Risulta essere un predatore dai gusti raffinati, non voracissimo ed estremamente elegante. Si riconosce facilmente per via di un grosso e corto barbiglio situato sotto l’estremità della mandibola e per le caratteristiche strisce gialle e sinuose che gli percorrono obliquamente i fianchi.
Gli esemplari adulti arrivano facilmente ai quindici chili anche se sul surf e sempre più difficile catturarli.
Sembra che l’ombrina sia particolarmente sensibile per quanto riguarda l’inquinamento tanto che la sua ricomparsa si crede sia legata al ripristino di un accettabile equilibrio ecologico. Infatti, qualche anno fa sembrava che le ombrine fossero quasi scomparse e comunque destinate a rimanere un ricordo, almeno per i pescatori sportivi.
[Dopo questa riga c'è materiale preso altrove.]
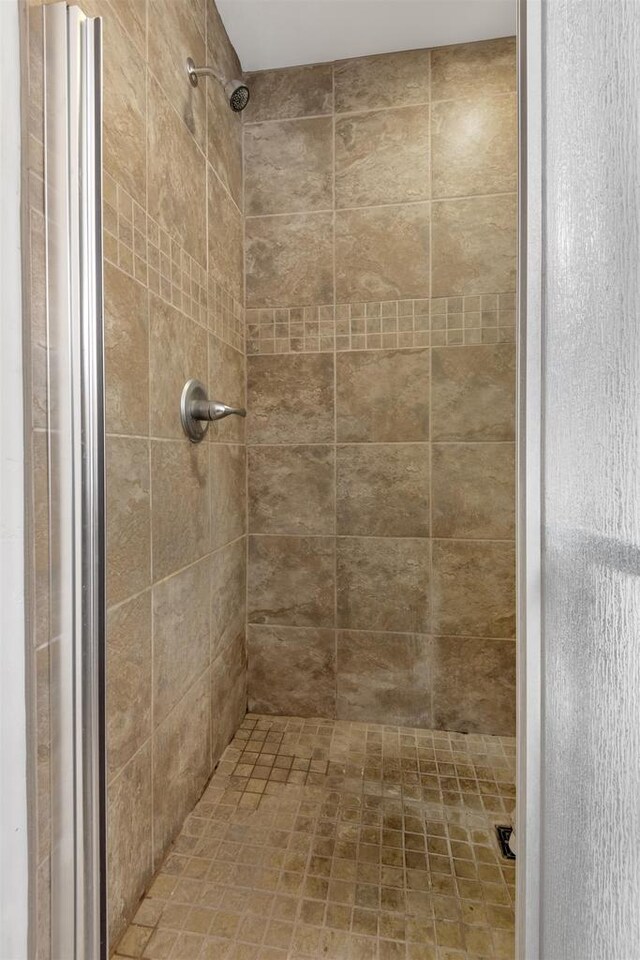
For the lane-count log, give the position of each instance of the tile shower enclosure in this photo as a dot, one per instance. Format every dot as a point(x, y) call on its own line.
point(346, 251)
Ultimamente, però, l’ombrina è ridiventata di casa in gran parte della costa tirrenica. Al Nord, specialmente lungo la costa toscana, ci sono state «invasioni» di piccole ombrine e al sud, nelle isole specialmente, sono stati catturati diversi esemplari di notevoli dimensioni. E sono proprio i pezzi grossi che si catturano più facilmente sul surf. Considerata la loro saltuarietà non li si insidia con tecniche specifiche, e soprattutto non si fa uso del vivo. Nonostante le dimensioni e la Spiccata tendenza a predare, arrivano sempre su esche secondarie, mai troppo voluminose e quasi sempre generiche. Vanno quindi bene le trancette di muggine o di calamaro, il bibi, gli anellidi interi, tutti innescati su ami proporzionati all’esca e quindi non superiori al numero 4 per gli anellidi e non superiori al 2/0 per le altre.
Si tratta di una preda piuttosto combattiva e audace che si avventura tranquillamente in acque poco profonde e resiste fino allo spasimo prima di gettare le armi. I periodi favorevoli alla sua cattura sono l’autunno e la primavera.